João Pedro Vale + Nuno Alexandre Ferreira at Rialto6

The placement of the gallery internet hosting João Pedro Vale + Nuno Alexandre Ferreira’s newest exhibition couldn’t be extra becoming: The Conde Redondo quarter, in Lisbon’s metropolis heart, has traditionally been a hub of underground sexual exercise. As soon as stigmatized as a sort of ghetto for the LGBTQI+ group, Conde Redondo avenue has just lately been reclaimed as an place of liberation. The artist duo’s follow has all the time explored the stress between the dominant, mainstream attitudes towards sexuality, as inscribed in patriarchal regulation and life, and the celebration of an alternate, even deviant understanding of the connection between intercourse and id.
The Names Are At all times Discovered Inside (all works 2022) takes Vale and Ferreira’s engagement with queer narratives and iconography a step additional, intervening immediately into Conde Redondo avenue, the place the artists have engraved slabs with the names of native “travesti” prostitutes recognized to work the realm. Obliquely referencing the customized of hiding cash below pavement stones, the gesture features as each a memorial and an allusion to activist struggles.

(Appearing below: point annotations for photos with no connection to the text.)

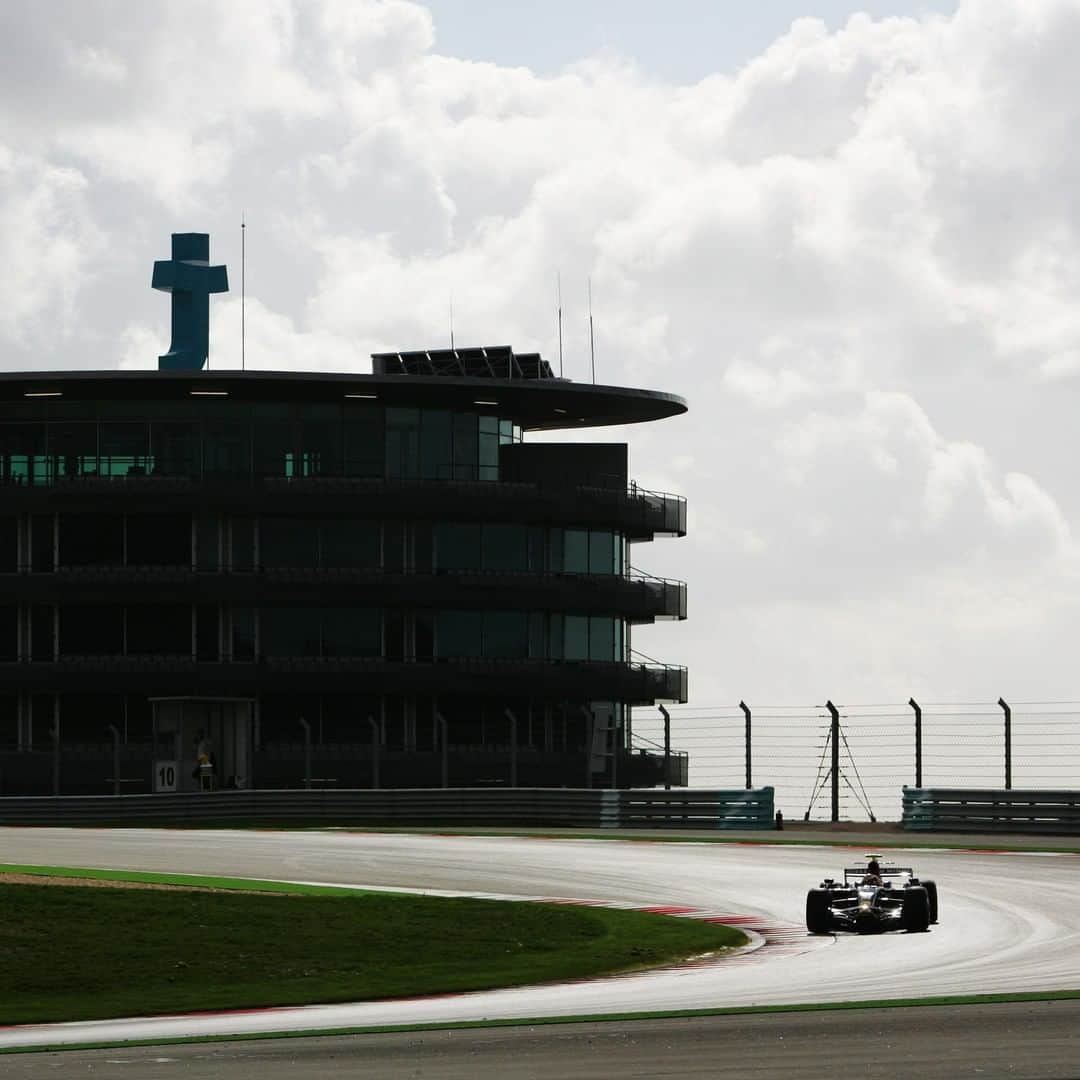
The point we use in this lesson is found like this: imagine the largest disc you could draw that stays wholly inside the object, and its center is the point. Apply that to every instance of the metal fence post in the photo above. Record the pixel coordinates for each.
(115, 731)
(667, 747)
(918, 741)
(1008, 712)
(513, 746)
(307, 752)
(835, 737)
(588, 714)
(443, 742)
(375, 751)
(747, 738)
(56, 747)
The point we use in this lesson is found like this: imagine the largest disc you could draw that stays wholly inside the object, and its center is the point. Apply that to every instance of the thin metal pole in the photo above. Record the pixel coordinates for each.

The exhibition’s title, “1983,” alludes to the date of the primary reviews of HIV infections within the Portuguese press, which exacerbated the homophobic sentiment that also pervaded a rustic formed by conservative values and habits. This context informs the opposite key work on view right here, additionally titled 1983. Within the basement of the gallery, a “bus cease” embellished with quite a lot of supplies—a pile of tabloid newspapers, blankets, a map of Lisbon, a makeshift advert for a gig by Nineteen Eighties Portuguese singer and homosexual icon António Variações, graffiti poetically studying “if whores have been flowers, this avenue can be a backyard”—operates because the stage for a efficiency sequence that includes the artists and their company. By their voices and gestures, the performers function proxies of the our bodies and minds which have endured violence (each bodily and symbolic) in opposition to the LGBTQI+ group.